The board of the Empire State Development Corporation voted yesterday, after spirited testimony that was decidedly negative, to support going forward, using eminent domain, on behalf of Columbia University's expansion plan. As the New York Observer wrote: "The state's main development agency, the Empire State Development Corporation, kicked of the public process for eminent domain for Columbia University's 17-acre West Harlem expansion today, starting a final chapter in the approvals for the contentious $7 billion initiative."
There were, however, two new wrinkles added: "In announcing the process, ESDC President Avi Schick unveiled two unexpected nuggets of news surrounding the plan: yet another concession package from Columbia and a second blight study." Another consultant and blight study, you say? Why the need?
Well, as the NY Sun reported yesterday, the appellate court ruling raised a real conflict of interest problem for ESDC and Columbia; furthering the prospects that Nick Srayregen and his attorney Norman Siegel might prevail in de-railing the study and postponing any ED action: "Further complicating matters and possibly adding a legal foothold for Mr. Siegel was a ruling that came down on Tuesday from a state appellate court. The ruling upheld a June 2007 decision that said the ESDC's decision to hire AKRF, which had also worked for Columbia, represented a conflict of interest."
State Senator Bill Perkins chimed in for the Sun on this precise issue: "State Senator William Perkins said in an interview that in light of the ruling, the Columbia University development process should be immediately halted because, if nothing else, it fuels "the perception of collusion" between the state, Columbia, and AKRF. "It would seem to me that it would have been easy to get another consultant and avoid any stench of collusion, and it would seem to me very irresponsible to subject the agency and its credibility to such an easily avoidable accusation," he said."
Perkins, who is the ranking minority member on the senate's corporation committee (and potentially Richard Brodsky's partner in crime should the Dems take over), continued in this vein at yesterday's ESDC hearing. According to the Observer: "So everything's copacetic, right?
State Senator Bill Perkins, the main elected official critical of the expansion, was not too pleased that he wasn't informed about the second study (he told the Sun today that the state should do a second study). In his comments at the board meeting, he had a rather contentious back and forth with Mr. Schick, seemingly trying to push his buttons (at least in private, many in government say Mr. Schick has something of a short fuse), though the ESDC president kept his cool.
A sampling of the exchange:
Mr. Perkins: "Why was I not told that such a study was in the works?"
"Senator, I don't know, there are numerous—"
Mr.

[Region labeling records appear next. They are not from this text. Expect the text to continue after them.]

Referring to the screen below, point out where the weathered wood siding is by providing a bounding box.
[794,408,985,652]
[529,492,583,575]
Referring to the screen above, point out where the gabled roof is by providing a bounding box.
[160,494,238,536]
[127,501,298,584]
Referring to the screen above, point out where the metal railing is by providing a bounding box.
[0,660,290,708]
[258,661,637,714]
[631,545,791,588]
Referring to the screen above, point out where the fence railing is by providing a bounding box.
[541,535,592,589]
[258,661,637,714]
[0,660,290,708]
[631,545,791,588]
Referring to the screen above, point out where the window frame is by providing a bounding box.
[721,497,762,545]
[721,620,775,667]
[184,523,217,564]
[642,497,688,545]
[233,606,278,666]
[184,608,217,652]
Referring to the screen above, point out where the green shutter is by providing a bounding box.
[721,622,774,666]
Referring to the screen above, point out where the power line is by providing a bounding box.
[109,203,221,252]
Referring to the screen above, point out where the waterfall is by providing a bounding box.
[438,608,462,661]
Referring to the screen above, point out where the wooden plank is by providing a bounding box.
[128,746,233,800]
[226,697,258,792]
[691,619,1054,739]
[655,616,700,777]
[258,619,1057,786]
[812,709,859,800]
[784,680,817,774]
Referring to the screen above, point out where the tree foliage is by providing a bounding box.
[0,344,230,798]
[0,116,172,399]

Perkins: "Do we have staff here that can go get the information that I am requesting so that before I leave I can know for sure what I'm talking about?"
"Senator before you leave today, we will endeavor to get the answer—
"Endeavor? That sounds like it's something that's difficult to do. It is either yes you will get it, or no you won't."

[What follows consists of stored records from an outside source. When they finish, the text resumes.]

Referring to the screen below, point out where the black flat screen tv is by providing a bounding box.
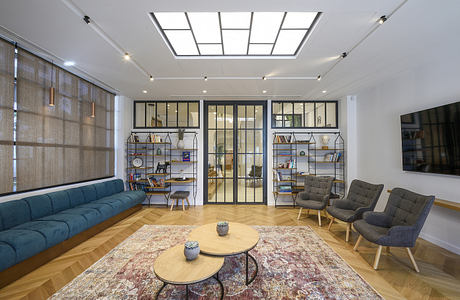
[401,102,460,176]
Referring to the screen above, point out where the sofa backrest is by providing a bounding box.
[0,199,31,230]
[47,190,71,214]
[385,188,434,232]
[305,176,334,201]
[347,179,383,210]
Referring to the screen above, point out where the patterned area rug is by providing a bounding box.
[51,225,382,299]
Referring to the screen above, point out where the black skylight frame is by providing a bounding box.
[150,11,322,58]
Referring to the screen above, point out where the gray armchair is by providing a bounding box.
[353,188,434,272]
[295,176,334,226]
[326,179,383,242]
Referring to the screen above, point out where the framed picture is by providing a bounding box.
[182,151,190,161]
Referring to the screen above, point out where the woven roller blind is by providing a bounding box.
[17,49,114,191]
[0,39,14,194]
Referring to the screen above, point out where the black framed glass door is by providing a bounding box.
[204,101,267,204]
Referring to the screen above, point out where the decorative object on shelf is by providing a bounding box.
[155,162,169,174]
[321,134,331,150]
[177,129,185,149]
[184,241,200,260]
[216,221,228,236]
[133,157,144,168]
[182,151,190,161]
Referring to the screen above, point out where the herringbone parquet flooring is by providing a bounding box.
[0,205,460,300]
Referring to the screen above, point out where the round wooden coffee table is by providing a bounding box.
[189,222,259,285]
[153,245,224,299]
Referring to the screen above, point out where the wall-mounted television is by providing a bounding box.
[401,102,460,176]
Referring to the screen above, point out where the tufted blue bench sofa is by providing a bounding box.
[0,179,145,286]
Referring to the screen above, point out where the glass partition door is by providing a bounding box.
[204,102,267,204]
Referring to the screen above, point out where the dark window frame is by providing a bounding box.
[270,100,339,129]
[133,100,201,129]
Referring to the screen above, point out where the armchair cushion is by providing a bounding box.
[363,211,391,228]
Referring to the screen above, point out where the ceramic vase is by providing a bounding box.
[184,241,200,260]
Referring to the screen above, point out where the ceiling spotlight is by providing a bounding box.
[379,16,388,25]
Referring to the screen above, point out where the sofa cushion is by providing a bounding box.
[0,242,16,271]
[37,213,89,238]
[0,200,31,230]
[112,179,125,193]
[10,221,69,248]
[66,188,88,208]
[79,200,115,220]
[80,184,98,203]
[23,194,53,223]
[62,206,104,227]
[0,229,46,263]
[94,182,110,199]
[48,191,71,214]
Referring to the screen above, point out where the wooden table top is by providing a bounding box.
[153,244,224,284]
[189,222,259,256]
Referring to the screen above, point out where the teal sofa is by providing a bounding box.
[0,179,146,272]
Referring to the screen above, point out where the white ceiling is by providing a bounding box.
[0,0,460,100]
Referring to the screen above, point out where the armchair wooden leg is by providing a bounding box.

"Senator—Senator, with all respect, in the dozen meetings and conversations you and I have had—"
Perkins was simply underscoring the larger conflict of interest point-one that isn't resolved by last minute sleights of hand that pull a new consultant out of a hat. Perkins went on to ask: "Whose data is being used? (by the new guys); "When were the surveys done?" Clearly, Perkins knows a set-up when he sees it.

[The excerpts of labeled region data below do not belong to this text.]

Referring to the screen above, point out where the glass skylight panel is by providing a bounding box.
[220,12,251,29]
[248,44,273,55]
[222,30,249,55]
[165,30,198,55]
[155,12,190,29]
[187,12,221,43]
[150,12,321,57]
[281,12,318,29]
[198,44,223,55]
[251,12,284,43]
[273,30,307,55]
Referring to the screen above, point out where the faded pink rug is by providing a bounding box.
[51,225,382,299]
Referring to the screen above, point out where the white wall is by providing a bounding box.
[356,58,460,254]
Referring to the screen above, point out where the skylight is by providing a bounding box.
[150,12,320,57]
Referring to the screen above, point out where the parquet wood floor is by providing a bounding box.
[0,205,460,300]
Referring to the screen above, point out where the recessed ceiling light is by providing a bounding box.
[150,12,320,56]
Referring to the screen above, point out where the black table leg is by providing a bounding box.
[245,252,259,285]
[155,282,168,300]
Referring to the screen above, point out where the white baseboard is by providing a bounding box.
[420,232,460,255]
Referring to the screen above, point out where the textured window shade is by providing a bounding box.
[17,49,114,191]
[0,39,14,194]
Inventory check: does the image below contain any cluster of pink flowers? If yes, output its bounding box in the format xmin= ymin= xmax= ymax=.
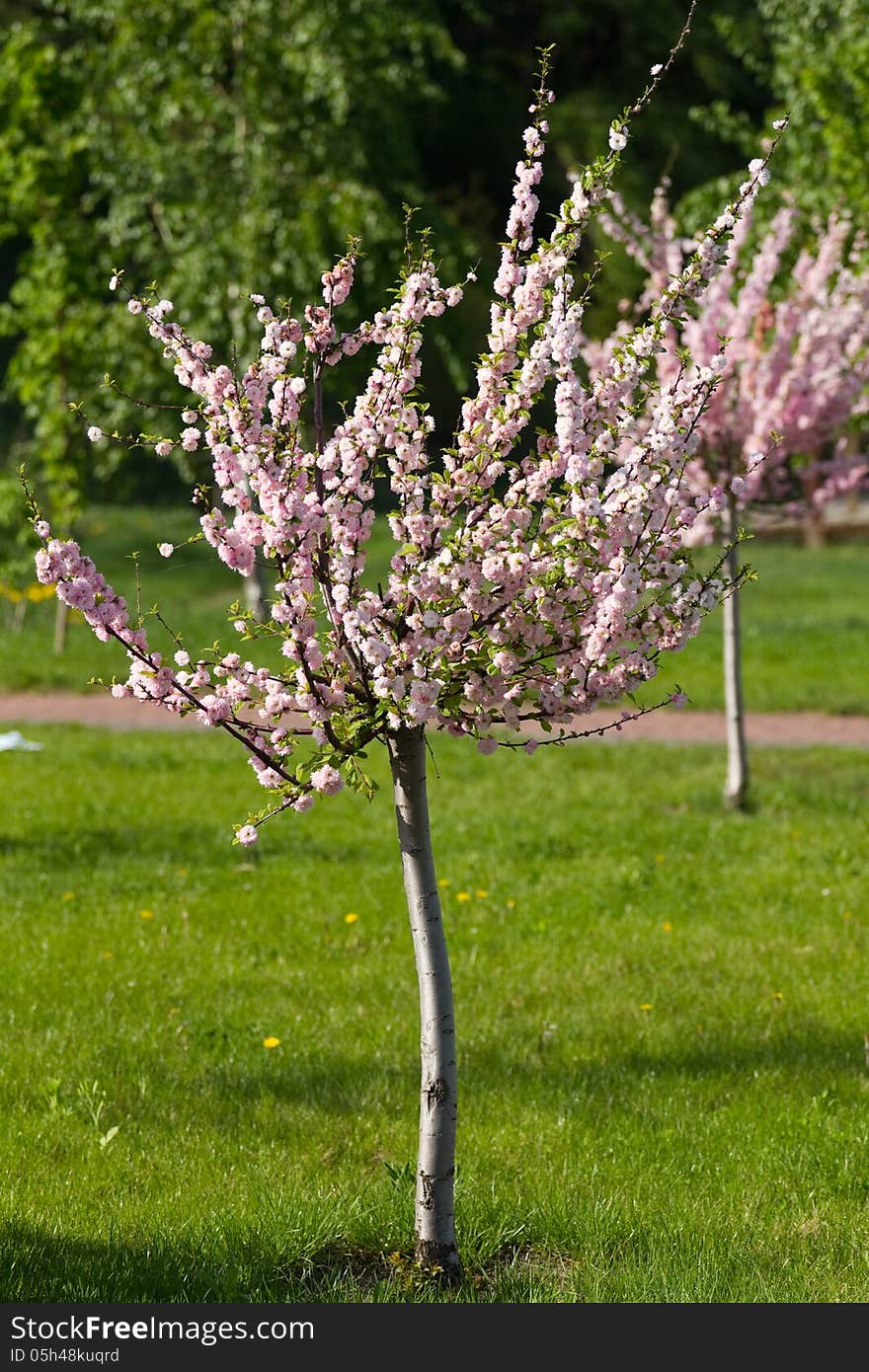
xmin=582 ymin=183 xmax=869 ymax=542
xmin=40 ymin=74 xmax=785 ymax=844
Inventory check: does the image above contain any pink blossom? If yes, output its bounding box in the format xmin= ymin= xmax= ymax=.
xmin=310 ymin=763 xmax=345 ymax=796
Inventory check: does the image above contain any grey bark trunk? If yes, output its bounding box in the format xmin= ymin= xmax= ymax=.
xmin=53 ymin=599 xmax=70 ymax=657
xmin=244 ymin=564 xmax=265 ymax=624
xmin=390 ymin=727 xmax=461 ymax=1281
xmin=722 ymin=495 xmax=749 ymax=809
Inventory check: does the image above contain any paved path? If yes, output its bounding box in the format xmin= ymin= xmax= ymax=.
xmin=0 ymin=692 xmax=869 ymax=749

Here's how Sprayregen, in yesterday' Crain's Insider, described the court's verdict on the AKRF matter: "But the key is the court’s finding of “an inherent conflict in [Alee King] serving two masters,” Sprayregen says. “This puts a cloud over the blight study. It raises issues of bias. We intend to attack the validity of the blight study. Without that study, there is no eminent domain.” The substitution effect fools no one. As we told one reporter, when you put a new cover on an old study isn't that, by definition, a cover-up?
The hearing also brought the issue of housing to the fore, with Nellie Baily of the Harlem Tenants Council blasting the CU plan for its displacement-according to Columbia's own report-of 5,000 residents. Nothing in the new bennies reported addresses the housing question-a real big opening to the Sprayregen swap concept unveiled at the end of last year.
Which brings us to the blight designation itself. According to the Times CityRoom Blog yesterday: "Opponents of the $6 billion expansion plan said the results of the study that found the area to blighted were a foregone conclusion, because AKRF Inc., the firm hired by the state to conduct the report, known as a blight study, had also performed an environmental analysis of the same site for Columbia University. (Two courts have questioned whether it was appropriate for the state to have used the same consultant that Columbia did.) The report by AKRF found that the area mostly comprised “aging, poorly maintained and functionally obsolete industrial buildings with little indication of recent reinvestment to revive their generally deteriorated condition.”
So, which report's being used here? And what use is the new consultant? As Norman Siegel told the hearing, the idea that the area in question is blighted is directly challenged by the definition in the statute; and any deterioration in the neighborhood is a direct result of the planned destruction initiated by Columbia itself after it purchased the properties it currently owns. It should be one heck of a legal battle ahead.